Spark核心 RDD(下)

Spark核心 RDD(下)

引言

  Spark核心 RDD(下)主要内容包括:一、Spark编程接口(API),二、使用RDD表示的基于数据并行的应用,三、Spark中的RDD关联关系的源码分析

一、Spark编程接口

预备知识:

1、Scala:是一种基于JVM的静态类型、函数式、面向对象的语言。Scala具有简洁(特别适合交互式使用)、有效(因为是静态类型)特点

2、Driver定义了一个或多个RDD,并调用RDD上的动作。Worker是长时间运行的进程,将RDD分区以Java对象的形式缓存在内存中

3、闭包:相当于一个只有一个方法的紧凑对象(a compact object)

4、用户执行RDD操作时会提供参数,比如map传递一个闭包(closure,函数式编程中的概念)。Scala将闭包表示为Java对象,如果传递的参数是闭包,则这些对象被序列化,通过网络传输到其他节点上进行装载。

图-1

 

二、使用RDD表示的基于数据并行的应用

1、机器学习算法:每次迭代时执行一对map和reduce操作:逻辑回归、kmeans;两个不同的map/reduce步骤交替执行:EM;交替最小二乘矩阵分解和协同过滤算法

val points = spark.textFile(...)
     .map(parsePoint).persist()
var w = // random initial vector
for (i <- 1 to ITERATIONS) {
     val gradient = points.map{ p =>
          p.x * (1/(1+exp(-p.y*(w dot p.x)))-1)*p.y
     }.reduce((a,b) => a+b)
     w -= gradient
}

 注:定义一个名为points的缓存RDD,这是在文本文件上执行map转换之后得到的,即将每个文本行解析为一个Point对象;然后在points上反复执行map和reduce操作,每次迭代时通过对当前w的函数进行求和来计算梯度

2、RDD实现集群编程模型(MapReduce、Pregel、Hadoop)

1、MapReduce

data.flatMap(myMap)
    .groupByKey()
    .map((k, vs) => myReduce(k, vs))

如果任务包含combiner,则相应的代码为:

data.flatMap(myMap)
    .reduceByKey(myCombiner)
    .map((k, v) => myReduce(k, v))

 注:ReduceByKey操作在mapper节点上执行部分聚集,与MapReduce的combiner类似

2、Pregel

3、Hadoop

三、Spark中的RDD关联关系的源码分析

表1 Spark中RDD的内部接口

操作 含义
partitions() 返回一组Partition对象,数据集的原子组成部分
preferredLocations(p) 根据数据存放的位置,返回分区p在哪些节点访问更快
dependencies() 返回一组依赖,描述了RDD的Lineage
iterator(p, parentIters) 按照父分区的迭代器,逐个计算分区p的元素
partitioner() 返回RDD是否hash/range分区的元数据信息
1、抽象类Dependency:
abstract class Dependency[T] extends Serializable {
  def rdd: RDD[T]
}

注:Dependency有两个子类,一个子类为窄依赖:NarrowDependency;一个为宽依赖ShuffleDependency

2、抽象类NarrowDependency

abstract class NarrowDependency[T](_rdd: RDD[T]) extends Dependency[T] {
  /**
   * Get the parent partitions for a child partition.
   * @param partitionId a partition of the child RDD
   * @return the partitions of the parent RDD that the child partition depends upon
   */
  def getParents(partitionId: Int): Seq[Int]

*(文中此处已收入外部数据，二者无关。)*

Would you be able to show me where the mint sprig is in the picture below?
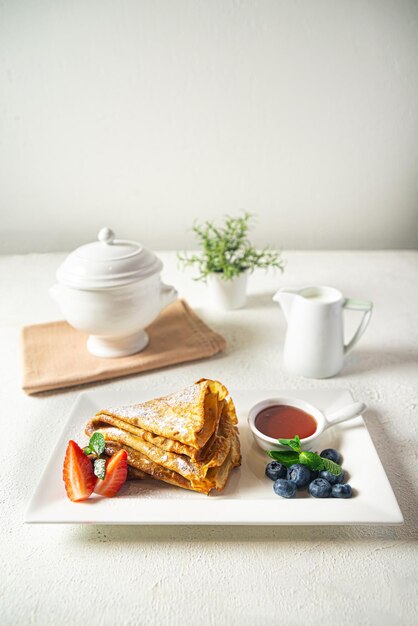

  override def rdd: RDD[T] = _rdd
}

 注:NarrowDependency实现了getParents 重写了 rdd 函数。NarrowDependency有两个子类,一个是 OneToOneDependency,一个是 RangeDependency

  NarrowDependency允许在一个集群节点上以流水线的方式(pipeline)计算所有父分区

  NarrowDependency能够更有效地进行失效节点的恢复,即只需重新计算丢失RDD分区的父分区

2.1、OneToOneDependency:

class OneToOneDependency[T](rdd: RDD[T]) extends NarrowDependency[T](rdd) {
  override def getParents(partitionId: Int): List[Int] = List(partitionId)
}

注:getParents实现很简单,就是传进一个partitionId: Int,再把partitionId放在List里面传出去,即去parent RDD 中取与该RDD 相同 partitionID的数据

2.2、RangeDependency

class RangeDependency[T](rdd: RDD[T], inStart: Int, outStart: Int, length: Int)
  extends NarrowDependency[T](rdd) {

  override def getParents(partitionId: Int): List[Int] = {
    if (partitionId >= outStart && partitionId < outStart + length) {
      List(partitionId - outStart + inStart)
    } else {
      Nil
    }
  }
}

 注:某个parent RDD 从 inStart 开始的partition,逐个生成了 child RDD 从outStart 开始的partition,则计算方式为: partitionId - outStart + inStart ***

3、 ShuffleDependency
class ShuffleDependency[K: ClassTag, V: ClassTag, C: ClassTag](
    @transient private val _rdd: RDD[_ <: Product2[K, V]],
    val partitioner: Partitioner,
    val serializer: Serializer = SparkEnv.get.serializer,
    val keyOrdering: Option[Ordering[K]] = None,
    val aggregator: Option[Aggregator[K, V, C]] = None,
    val mapSideCombine: Boolean = false)
  extends Dependency[Product2[K, V]] {

  override def rdd: RDD[Product2[K, V]] = _rdd.asInstanceOf[RDD[Product2[K, V]]]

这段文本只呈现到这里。